Papers are to demonstrate critical engagement with the assigned readings, but will also be graded for the organization, style, and clarity of students’ own argument. A more detailed explanation of what is expected in these papers and how they will be assessed will be provided to the students in class and posted on Blackboard.
Be sure that your paper has a well-‐articulated thesis in the opening paragraph— i.e.: state what you are going to argue—followed by supporting paragraphs in which you draw on information from the reading to build and defend your thesis. In other words, you need to make a claim and provide evidence to back it up.
In keeping with that requirement, I ask that you do two things:
1.) Separate your thesis from the body of the paper. Place it above the start of the paper. This prepares me for what the paper is going to be about, so I can start looking immediately for your arguments.

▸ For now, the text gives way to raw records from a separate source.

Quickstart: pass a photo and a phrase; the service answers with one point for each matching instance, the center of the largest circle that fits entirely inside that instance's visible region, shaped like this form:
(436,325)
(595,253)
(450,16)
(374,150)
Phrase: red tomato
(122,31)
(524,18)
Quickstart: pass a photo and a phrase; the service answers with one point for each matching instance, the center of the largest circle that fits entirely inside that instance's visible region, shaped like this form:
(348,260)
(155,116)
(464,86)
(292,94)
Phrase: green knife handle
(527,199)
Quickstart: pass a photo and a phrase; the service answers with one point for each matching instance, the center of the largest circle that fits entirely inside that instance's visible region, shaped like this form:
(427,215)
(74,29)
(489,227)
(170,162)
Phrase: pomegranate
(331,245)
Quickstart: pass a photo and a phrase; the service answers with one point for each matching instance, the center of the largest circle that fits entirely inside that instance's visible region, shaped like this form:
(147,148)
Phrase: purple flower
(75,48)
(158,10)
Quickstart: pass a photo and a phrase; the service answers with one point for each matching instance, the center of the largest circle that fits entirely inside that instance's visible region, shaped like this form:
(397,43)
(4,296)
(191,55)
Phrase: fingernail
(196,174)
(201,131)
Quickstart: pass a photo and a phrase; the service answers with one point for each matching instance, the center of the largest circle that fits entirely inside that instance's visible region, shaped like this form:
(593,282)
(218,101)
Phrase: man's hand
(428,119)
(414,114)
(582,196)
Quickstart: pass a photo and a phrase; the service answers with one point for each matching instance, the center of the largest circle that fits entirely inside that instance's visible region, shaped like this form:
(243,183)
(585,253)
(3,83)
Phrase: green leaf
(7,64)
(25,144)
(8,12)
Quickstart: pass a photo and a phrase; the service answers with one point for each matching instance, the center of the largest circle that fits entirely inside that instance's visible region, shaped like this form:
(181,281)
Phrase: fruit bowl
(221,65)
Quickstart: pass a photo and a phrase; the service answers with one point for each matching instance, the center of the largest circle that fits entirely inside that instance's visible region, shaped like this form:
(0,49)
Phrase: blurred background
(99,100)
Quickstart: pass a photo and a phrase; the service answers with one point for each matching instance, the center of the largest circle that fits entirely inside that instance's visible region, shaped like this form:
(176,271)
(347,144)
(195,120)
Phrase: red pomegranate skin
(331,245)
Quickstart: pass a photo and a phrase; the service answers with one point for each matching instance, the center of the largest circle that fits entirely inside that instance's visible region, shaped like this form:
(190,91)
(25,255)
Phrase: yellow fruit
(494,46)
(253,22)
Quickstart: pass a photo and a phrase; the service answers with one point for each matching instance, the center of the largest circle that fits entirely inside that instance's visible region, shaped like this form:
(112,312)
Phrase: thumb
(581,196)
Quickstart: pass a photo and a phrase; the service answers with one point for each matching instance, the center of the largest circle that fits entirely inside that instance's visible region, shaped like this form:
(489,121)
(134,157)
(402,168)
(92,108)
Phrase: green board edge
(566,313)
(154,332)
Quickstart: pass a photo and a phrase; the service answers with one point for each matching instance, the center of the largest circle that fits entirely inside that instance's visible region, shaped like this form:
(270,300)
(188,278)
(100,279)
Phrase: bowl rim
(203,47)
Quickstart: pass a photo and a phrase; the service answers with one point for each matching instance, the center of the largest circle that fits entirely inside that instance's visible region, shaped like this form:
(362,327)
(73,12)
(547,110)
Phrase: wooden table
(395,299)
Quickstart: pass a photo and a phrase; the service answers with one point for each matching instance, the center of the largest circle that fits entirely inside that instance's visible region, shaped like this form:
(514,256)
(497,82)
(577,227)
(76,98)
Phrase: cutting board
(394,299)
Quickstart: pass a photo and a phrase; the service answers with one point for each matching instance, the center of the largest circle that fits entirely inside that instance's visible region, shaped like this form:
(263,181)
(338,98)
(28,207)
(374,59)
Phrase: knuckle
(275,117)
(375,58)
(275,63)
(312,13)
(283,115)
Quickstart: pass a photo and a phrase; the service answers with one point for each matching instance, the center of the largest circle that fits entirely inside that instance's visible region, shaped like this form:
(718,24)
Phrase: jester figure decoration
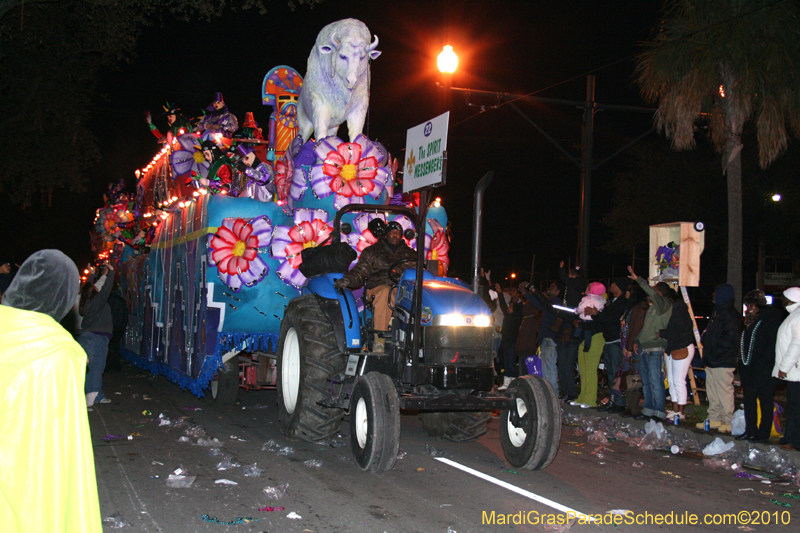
(176,123)
(281,89)
(219,119)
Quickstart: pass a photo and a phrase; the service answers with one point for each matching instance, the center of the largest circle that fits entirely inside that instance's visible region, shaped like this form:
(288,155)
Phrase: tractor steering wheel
(395,272)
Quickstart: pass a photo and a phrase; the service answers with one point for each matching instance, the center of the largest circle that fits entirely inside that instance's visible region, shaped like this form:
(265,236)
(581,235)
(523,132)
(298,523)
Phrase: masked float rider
(379,267)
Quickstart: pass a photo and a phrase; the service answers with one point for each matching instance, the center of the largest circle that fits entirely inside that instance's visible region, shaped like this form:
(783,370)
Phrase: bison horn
(336,46)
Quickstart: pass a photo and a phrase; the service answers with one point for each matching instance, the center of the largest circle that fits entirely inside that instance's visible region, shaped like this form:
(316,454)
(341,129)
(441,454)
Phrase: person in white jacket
(787,367)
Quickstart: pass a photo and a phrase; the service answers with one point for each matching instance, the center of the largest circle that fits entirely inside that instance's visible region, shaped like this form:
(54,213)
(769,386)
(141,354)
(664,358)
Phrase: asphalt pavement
(152,428)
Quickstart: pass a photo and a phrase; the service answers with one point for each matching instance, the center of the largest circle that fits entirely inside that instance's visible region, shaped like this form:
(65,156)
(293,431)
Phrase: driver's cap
(394,225)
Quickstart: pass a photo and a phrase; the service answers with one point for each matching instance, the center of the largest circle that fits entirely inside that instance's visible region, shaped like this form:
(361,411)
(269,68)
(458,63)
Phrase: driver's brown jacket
(373,265)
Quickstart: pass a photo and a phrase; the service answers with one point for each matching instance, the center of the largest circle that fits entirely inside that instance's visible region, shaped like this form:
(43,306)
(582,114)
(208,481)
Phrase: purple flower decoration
(351,171)
(189,159)
(234,251)
(310,229)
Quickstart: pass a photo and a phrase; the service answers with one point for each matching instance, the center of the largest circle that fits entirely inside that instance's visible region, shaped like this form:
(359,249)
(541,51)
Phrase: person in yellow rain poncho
(47,476)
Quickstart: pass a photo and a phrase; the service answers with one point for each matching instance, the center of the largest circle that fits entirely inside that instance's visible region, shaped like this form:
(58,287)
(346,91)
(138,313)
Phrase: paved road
(421,494)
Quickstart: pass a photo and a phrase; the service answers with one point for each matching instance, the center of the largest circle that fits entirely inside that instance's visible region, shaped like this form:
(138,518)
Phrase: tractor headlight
(483,321)
(451,320)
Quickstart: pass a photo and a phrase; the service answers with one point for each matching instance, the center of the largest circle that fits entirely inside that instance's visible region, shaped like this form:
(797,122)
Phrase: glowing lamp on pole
(447,60)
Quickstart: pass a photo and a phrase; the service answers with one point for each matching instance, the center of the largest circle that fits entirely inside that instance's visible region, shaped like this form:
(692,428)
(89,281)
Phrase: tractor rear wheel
(307,358)
(530,437)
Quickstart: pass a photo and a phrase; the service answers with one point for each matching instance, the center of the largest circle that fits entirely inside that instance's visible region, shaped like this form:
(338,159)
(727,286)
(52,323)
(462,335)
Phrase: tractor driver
(379,267)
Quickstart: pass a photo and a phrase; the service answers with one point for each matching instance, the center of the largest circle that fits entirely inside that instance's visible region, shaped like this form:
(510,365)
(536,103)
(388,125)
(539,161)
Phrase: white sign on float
(425,149)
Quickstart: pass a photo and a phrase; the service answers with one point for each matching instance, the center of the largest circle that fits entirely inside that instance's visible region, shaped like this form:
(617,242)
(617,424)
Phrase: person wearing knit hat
(591,349)
(720,352)
(680,349)
(757,359)
(787,367)
(649,349)
(218,119)
(608,320)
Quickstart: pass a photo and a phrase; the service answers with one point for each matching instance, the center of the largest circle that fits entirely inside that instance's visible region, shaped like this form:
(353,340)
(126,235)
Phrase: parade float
(210,245)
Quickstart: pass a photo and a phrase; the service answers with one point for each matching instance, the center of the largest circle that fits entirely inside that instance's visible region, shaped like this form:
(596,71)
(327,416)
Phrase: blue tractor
(438,361)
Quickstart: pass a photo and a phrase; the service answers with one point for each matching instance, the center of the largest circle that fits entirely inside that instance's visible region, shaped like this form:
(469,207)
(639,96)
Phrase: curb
(703,437)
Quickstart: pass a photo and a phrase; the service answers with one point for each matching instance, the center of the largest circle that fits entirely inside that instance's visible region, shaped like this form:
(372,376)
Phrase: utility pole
(585,164)
(586,173)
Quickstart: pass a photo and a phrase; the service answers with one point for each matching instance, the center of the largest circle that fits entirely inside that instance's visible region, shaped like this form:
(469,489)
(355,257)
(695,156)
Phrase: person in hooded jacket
(97,328)
(757,359)
(787,367)
(47,482)
(680,352)
(609,319)
(378,269)
(649,348)
(720,353)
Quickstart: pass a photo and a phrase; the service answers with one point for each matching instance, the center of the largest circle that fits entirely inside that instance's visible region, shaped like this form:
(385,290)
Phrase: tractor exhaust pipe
(477,226)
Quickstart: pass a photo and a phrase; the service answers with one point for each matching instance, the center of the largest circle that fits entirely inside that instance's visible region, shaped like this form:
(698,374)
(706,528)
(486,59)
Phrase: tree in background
(725,63)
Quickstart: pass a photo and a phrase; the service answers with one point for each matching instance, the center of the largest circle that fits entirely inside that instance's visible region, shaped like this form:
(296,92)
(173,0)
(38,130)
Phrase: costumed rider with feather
(379,267)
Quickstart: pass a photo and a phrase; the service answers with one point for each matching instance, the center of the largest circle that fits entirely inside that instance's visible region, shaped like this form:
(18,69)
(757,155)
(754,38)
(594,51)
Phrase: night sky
(546,47)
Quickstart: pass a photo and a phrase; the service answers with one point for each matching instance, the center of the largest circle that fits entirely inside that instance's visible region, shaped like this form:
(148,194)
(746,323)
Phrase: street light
(447,60)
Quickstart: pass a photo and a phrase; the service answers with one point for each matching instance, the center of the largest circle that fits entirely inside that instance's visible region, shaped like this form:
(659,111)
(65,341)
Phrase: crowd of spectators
(644,333)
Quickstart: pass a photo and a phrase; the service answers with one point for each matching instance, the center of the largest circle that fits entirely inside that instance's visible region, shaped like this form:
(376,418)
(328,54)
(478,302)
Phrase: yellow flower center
(239,248)
(348,172)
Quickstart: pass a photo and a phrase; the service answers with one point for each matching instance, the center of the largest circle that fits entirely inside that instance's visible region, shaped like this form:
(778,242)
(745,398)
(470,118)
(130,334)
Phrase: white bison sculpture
(336,84)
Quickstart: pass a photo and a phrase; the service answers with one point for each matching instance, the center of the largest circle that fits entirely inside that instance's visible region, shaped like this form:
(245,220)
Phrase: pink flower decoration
(351,171)
(234,250)
(311,229)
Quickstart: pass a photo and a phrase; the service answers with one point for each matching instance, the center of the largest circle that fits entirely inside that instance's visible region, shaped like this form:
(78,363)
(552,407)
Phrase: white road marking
(128,480)
(513,488)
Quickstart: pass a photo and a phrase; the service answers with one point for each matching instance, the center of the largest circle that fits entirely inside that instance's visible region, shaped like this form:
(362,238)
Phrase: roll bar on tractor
(420,220)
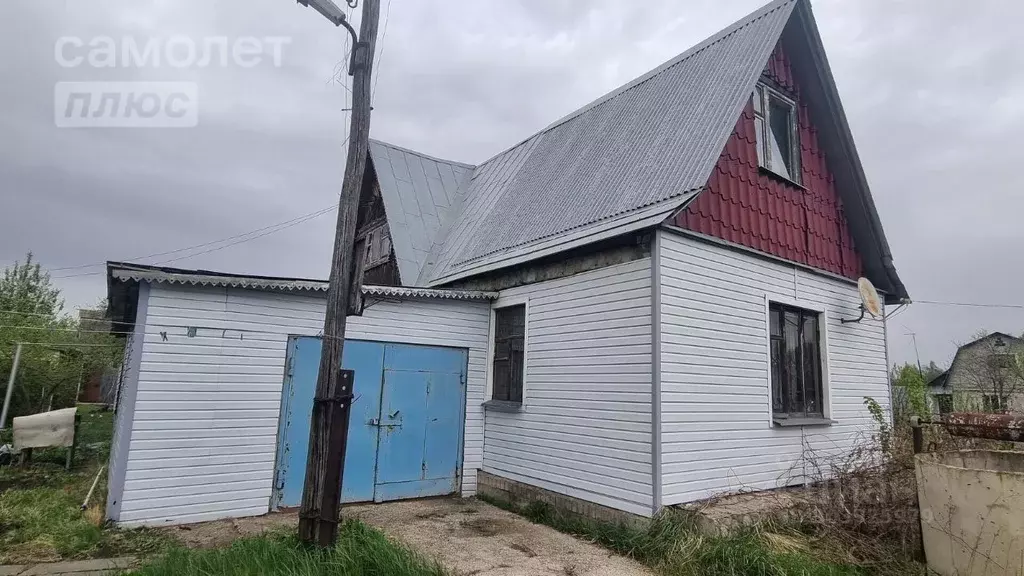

2.) Include at least four passages from the readings.
You may use any accepted method of citation. Since no outside sources are required for the paper, parenthetical documentation is fine. When citing from the course reader, you can simply write JOT and the page number, i.e.: (JOT, 28), but be sure to state in your text who you are quoting. Don’t just have a quote without attribution! For the Hebrew Scriptures and Gospel readings, you may choose to use standard biblical referencing—i.e. (Gen. 12:3).
In this and all other assignments, students are expected to act in accordance with
the policies on academic integrity set forth by the College of Arts and Sciences.